Following recent reports from the Scottish Rural Affairs Committee, Argyll and Bute is set to lose around 4% of its population by 2026 and eight other local authorities in the west of Scotland face similar challenges.

With projections forecasting a greater than average decrease in economically active adult and younger people, there are serious concerns about the sustainability and future economic growth of communities across Argyll and Bute.
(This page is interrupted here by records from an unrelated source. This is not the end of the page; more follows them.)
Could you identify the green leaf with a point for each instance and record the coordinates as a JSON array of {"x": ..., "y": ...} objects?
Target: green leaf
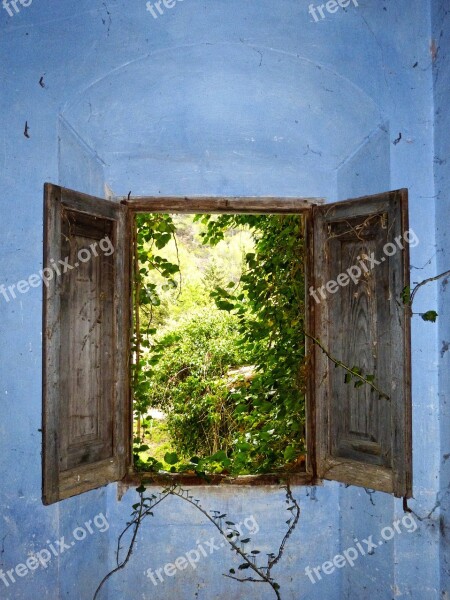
[{"x": 171, "y": 458}]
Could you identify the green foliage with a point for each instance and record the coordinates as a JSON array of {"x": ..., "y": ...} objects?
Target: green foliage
[
  {"x": 252, "y": 318},
  {"x": 269, "y": 303},
  {"x": 430, "y": 315}
]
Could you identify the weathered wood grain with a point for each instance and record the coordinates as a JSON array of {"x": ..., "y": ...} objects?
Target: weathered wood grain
[{"x": 355, "y": 436}]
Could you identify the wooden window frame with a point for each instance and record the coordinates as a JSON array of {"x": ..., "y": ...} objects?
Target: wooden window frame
[
  {"x": 220, "y": 205},
  {"x": 310, "y": 209}
]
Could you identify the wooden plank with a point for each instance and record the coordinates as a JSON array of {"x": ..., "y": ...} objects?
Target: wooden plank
[
  {"x": 359, "y": 437},
  {"x": 86, "y": 412},
  {"x": 217, "y": 205}
]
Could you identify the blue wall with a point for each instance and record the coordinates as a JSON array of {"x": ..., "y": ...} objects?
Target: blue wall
[
  {"x": 223, "y": 97},
  {"x": 441, "y": 78}
]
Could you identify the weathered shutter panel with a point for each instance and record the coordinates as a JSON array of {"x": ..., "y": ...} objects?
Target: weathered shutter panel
[
  {"x": 86, "y": 408},
  {"x": 356, "y": 436}
]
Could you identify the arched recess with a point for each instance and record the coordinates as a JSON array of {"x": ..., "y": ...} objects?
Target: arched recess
[{"x": 224, "y": 119}]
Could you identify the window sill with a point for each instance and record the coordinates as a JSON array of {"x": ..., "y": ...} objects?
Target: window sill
[{"x": 135, "y": 479}]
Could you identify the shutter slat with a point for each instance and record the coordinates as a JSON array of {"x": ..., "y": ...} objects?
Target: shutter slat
[
  {"x": 358, "y": 437},
  {"x": 86, "y": 422}
]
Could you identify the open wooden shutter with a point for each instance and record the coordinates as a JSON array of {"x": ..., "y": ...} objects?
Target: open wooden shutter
[
  {"x": 356, "y": 436},
  {"x": 86, "y": 422}
]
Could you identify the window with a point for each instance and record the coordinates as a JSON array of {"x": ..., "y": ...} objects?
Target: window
[{"x": 357, "y": 433}]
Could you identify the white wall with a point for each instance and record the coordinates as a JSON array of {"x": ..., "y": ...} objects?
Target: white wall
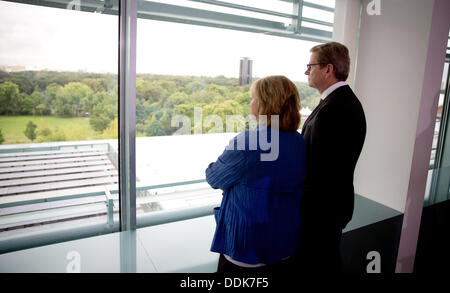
[{"x": 389, "y": 78}]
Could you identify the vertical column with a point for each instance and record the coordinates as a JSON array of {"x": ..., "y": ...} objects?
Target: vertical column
[
  {"x": 127, "y": 113},
  {"x": 297, "y": 9},
  {"x": 347, "y": 19},
  {"x": 440, "y": 25}
]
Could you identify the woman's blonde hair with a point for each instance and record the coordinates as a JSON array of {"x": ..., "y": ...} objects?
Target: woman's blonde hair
[{"x": 277, "y": 95}]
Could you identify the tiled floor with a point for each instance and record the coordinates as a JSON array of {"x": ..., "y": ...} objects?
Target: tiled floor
[{"x": 181, "y": 247}]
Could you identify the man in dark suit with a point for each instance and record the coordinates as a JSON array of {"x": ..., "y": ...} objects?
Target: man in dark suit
[{"x": 334, "y": 134}]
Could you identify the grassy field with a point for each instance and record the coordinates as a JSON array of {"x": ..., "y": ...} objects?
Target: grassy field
[{"x": 13, "y": 128}]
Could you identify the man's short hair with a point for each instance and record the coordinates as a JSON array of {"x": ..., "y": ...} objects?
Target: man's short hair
[
  {"x": 278, "y": 95},
  {"x": 336, "y": 54}
]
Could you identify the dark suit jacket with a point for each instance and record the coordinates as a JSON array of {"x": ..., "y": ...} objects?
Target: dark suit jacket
[{"x": 334, "y": 134}]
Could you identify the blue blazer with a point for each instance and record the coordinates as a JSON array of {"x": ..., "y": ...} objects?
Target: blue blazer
[{"x": 259, "y": 217}]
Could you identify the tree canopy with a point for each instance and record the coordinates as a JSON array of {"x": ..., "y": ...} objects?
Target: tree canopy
[{"x": 158, "y": 98}]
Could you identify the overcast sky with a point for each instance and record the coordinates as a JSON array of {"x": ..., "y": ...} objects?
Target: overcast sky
[{"x": 58, "y": 39}]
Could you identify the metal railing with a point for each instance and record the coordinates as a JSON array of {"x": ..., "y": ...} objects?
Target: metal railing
[{"x": 111, "y": 225}]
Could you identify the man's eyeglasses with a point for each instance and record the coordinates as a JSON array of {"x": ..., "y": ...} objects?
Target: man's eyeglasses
[{"x": 308, "y": 66}]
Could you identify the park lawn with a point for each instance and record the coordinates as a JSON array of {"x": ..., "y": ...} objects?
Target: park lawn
[{"x": 13, "y": 127}]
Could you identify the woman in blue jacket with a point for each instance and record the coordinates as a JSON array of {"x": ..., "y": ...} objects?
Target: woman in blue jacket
[{"x": 261, "y": 173}]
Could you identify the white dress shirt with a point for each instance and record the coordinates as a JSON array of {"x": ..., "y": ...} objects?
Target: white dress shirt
[{"x": 331, "y": 89}]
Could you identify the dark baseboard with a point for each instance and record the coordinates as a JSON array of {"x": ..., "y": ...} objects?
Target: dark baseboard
[
  {"x": 433, "y": 247},
  {"x": 382, "y": 237}
]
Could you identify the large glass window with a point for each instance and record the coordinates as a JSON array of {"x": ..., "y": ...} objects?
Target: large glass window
[
  {"x": 438, "y": 182},
  {"x": 58, "y": 118},
  {"x": 192, "y": 83}
]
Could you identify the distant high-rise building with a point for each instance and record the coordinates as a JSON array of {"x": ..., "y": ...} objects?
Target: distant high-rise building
[{"x": 245, "y": 71}]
In an attempt to address this crisis, MP Brendan O’Hara and Argyll and Bute Council’s Chief Executive, Cleland Sneddon are proposing to pilot a Regional Immigration Scheme to help ensure that businesses and public services in Argyll and Bute have access to skilled labour to support the economy and its ambitions for growth in the future.

The pilot scheme would adopt a flexible approach to immigration, as happens in Canada in Australia, where 

specific work visas are approved for areas of specific need, a scheme that has been proven to work.

In the face of growing depopulation concerns, Brendan O’Hara asked the Prime Minister if she would meet with him and the Chief Executive of the Council to discuss, or at the very least, examine the merits of a devolved or regionalised immigration strategy.

Commenting, Brendan O’Hara said:

“Rural Scotland is facing a serious crisis of depopulation and it is a crisis that is only going to be exacerbated by Brexit.”

“Rural communities, like Argyll and Bute rely heavily on inward migration, particularly EU citizens, who want to come to work in many of our economic sectors and it is deeply disappointing to hear that the Prime Minister is not willing to tackle this issue.”

“If the population of Argyll and Bute continues to decrease we’ll all feel the effects as fewer people means less folk spending money in our local shops, fewer kids in our schools, a shortage of staff in our hospitals and less demand for essential services – all leading to cuts in services for those of us who remain.”

“But it doesn’t have to be this way and that is why I asked the Prime Minister to meet with me and the Chief Executive of Argyll and Bute Council to discuss the proposal that Argyll and Bute becomes a pilot for such a scheme.”

“To be snubbed at this early stage and for the PM to simply dismiss these concerns is outrageous and shows scant regard for the future welfare of this constituency.”

“I will continue to pursue this policy and make the case for devolved or regional immigration. The days of a ‘one-size-fits-all’ UK immigration policy are over. It has failed miserably to date and needs to change urgently.”